How exactly does heat increase the kinetic energy of particles?


How exactly does heat increase the kinetic energy of particles?

In: 6

A hot object has fast molecules, i.e. molecules with high kinetic energy. When it touches a cool object (which has slow molecules), its fast molecules randomly whack into the slow ones and make them move faster, increasing their kinetic energy.

Heat _is_ the kinetic energy of particles. The more they move, they more they bump into other particles and knock them around as well, “heating,” them up.

The vibrations, rotations and general movement of particles will always contain some kinetic energy. We can measure this general vibration as a temperature of the particle system.

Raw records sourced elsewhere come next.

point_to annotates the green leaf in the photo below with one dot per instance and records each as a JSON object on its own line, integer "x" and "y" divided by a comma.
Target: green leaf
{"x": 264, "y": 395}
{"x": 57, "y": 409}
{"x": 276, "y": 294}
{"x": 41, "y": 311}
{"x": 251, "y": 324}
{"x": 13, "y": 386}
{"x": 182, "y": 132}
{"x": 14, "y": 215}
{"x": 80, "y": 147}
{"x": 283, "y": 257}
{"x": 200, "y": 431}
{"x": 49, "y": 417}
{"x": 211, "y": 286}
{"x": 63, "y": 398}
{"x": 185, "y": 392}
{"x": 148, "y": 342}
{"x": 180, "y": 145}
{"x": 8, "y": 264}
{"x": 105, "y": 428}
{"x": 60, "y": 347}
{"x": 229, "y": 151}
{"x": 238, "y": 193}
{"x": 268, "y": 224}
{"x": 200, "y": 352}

When you heating something, say water on a stove, the energy from the stove is being conducted through a vessel into the water, adding energy into it. The particles in the metal then vibrate faster and faster, and those metal particles in contact with the water will then impart energy to the water particles, heating the water.

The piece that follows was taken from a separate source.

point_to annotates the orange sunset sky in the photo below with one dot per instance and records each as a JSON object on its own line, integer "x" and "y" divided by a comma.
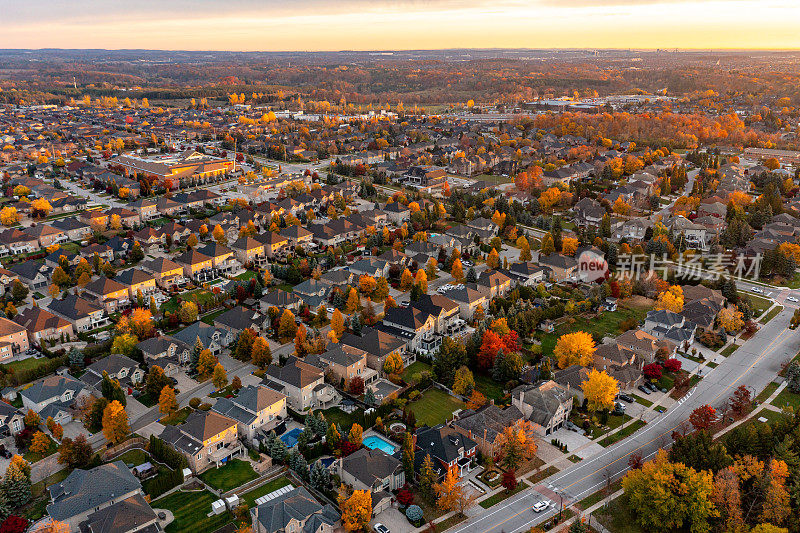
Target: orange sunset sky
{"x": 405, "y": 24}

One big issue, is that energy is an *abstraction*

It tells you a lot of useful things, with very simple math, but you can’t ever measure energy directly. So you should give up the idea the energy is a actual “thing” but more of a “label”.

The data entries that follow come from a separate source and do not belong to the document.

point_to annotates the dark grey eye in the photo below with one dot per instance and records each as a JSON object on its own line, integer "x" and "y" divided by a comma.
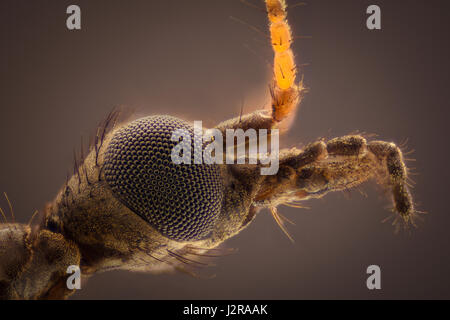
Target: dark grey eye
{"x": 181, "y": 201}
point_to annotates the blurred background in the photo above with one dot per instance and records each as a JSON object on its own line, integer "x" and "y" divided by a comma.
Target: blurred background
{"x": 190, "y": 59}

So heat, is just the label that we give to a body whose particles move in a disorderly fashion. The more they move the more heat they have. (Actually to be precise heat is how much of the movement of the particles is/can be transferred to another body, but the point stands)

If you consider one single particle, it can’t move disorderly, because relative to itself it always moves straight, so for a single particle we prefer to use the label kinetic energy, because a body whose particles move in an orderly fashion is simply a moving body and not an hot one.

Once again, heat and kinetic energy, are functionally the same thing, just two different names for two facets of the same phenomenon.

Heat is just another word for transferring kinetic energy. Temperature above absolute zero is just the random, kinetic energy of atoms. Heat is the process by which the kinetic energy of one thing is transferred to another. How the heat (energy) is transferred depends on circumstances. Radiation, convection, conduction are some ways, but in every case kinetic energy is transferred from one thing to another.